An Ami helmet loomed up. Someone kicked the GI in the face. He reeled back screaming. The nearest mg swung round on them. A line of troopers were mown down.
‘Don’t leave me … please, don’t leave me,’ a frightened voice pleaded. ‘PLEASE—’ Then they were in the American line, kicking, slashing, stabbing, shooting in a crazed frenzy of fear and rage. It was all over in a matter of seconds. Nothing could stand up to that terrible attack. A minute later, the survivors had broken through and were running leaden-lunged towards the east and safety.
Notes
1. Observation posts.
2. An anti-tank mine, harmless to a foot soldier.
3. A spring-loaded fuse shaped like a book of matches. Once the pressure is released, the spring activates the fuse.
EIGHT
At four o’clock on the morning of October 21st while the survivors of the Wotan were fleeing eastwards behind the Ami lines, an event took place which indirectly saved them. A telephone call came
from the Petit Trianon at Versailles, Eisenhower’s new Supreme Headquarters, and it was from his Chief-of-Staff, red-haired, ulcer-ridden Bedell Smith.
‘Listen, Courtney,’ he told Hodges, who had been awakened at his Spa HQ to take the call, ‘sorry to get you up like this, but we’ve just heard here that Congress is considering Ike for his fifth star.’

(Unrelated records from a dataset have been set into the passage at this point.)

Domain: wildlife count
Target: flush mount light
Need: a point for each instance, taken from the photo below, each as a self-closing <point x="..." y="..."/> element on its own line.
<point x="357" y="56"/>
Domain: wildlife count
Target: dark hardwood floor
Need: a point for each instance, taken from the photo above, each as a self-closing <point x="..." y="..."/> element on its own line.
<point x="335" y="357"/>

General Hodges was awake immediately. ‘His fifth!’ he exclaimed. ‘He’ll be the first since Black Jack!’1
‘Yeah,’ Beatle said shortly, feeling his ulcers begin to act up again. ‘Well, it’d look good if your doughs took Aachen – as of now.’

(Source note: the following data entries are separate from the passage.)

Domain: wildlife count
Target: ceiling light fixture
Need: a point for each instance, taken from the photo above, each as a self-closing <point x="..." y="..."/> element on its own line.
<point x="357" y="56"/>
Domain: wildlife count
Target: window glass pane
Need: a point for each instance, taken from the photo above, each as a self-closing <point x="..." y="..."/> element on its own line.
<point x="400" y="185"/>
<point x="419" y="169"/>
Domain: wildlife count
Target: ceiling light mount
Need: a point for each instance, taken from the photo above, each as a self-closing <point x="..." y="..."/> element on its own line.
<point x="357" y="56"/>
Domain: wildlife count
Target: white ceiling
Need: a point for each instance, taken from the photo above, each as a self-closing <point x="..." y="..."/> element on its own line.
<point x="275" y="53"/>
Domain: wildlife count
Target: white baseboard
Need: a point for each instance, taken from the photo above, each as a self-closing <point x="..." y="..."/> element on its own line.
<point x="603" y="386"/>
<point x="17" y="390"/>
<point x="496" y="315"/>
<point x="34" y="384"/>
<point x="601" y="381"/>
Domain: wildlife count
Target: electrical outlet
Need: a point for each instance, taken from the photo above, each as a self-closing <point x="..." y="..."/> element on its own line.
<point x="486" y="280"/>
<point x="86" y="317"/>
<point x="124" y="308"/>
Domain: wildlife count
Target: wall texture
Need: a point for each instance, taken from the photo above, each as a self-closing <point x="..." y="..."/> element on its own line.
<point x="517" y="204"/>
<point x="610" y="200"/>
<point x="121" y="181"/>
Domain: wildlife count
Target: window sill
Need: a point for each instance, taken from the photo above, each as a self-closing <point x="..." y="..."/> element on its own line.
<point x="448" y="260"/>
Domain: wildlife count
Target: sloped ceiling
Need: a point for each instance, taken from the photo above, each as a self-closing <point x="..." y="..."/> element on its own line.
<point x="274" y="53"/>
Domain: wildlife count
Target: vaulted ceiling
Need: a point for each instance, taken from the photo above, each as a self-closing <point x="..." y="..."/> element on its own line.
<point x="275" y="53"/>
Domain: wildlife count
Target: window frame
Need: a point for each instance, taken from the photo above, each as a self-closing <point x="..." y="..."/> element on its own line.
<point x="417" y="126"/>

‘Of course, Beatle,’ Hodges agreed. ‘I understand. Will do – and say – give my regards to Ike.’
‘Will do,’ Beatle said drily, telling himself that even army commanders fought their battles these days with one eye over their shoulders looking at the publicity boys.
Hodges got on to Lightning Joe at once. ‘I’m sorry to get you up, Joe’, he apologised, as courteous as ever.
‘You didn’t, sir. I was up. We’re attacking at dawn, sir in the Aachen sector.’
‘That’s what I’m calling you about, Joe. I want you to get Clarence to release another regiment to Seitz – at once. I want Aachen taken – and I want it taken this morning.’
‘We could do it with Seitz’s 26th.’
‘I’m not so sure, Joe. At all events, I want to be certain. Remember that the folks back home must be getting a little tired of this Aachen business. It’s been going on for nearly two months now.’
Lightning Joe told the ‘folks back home’ what they could do with their opinions. But to the Commander of the First Army, he said: ‘I understand. I’ll see to it, sir.’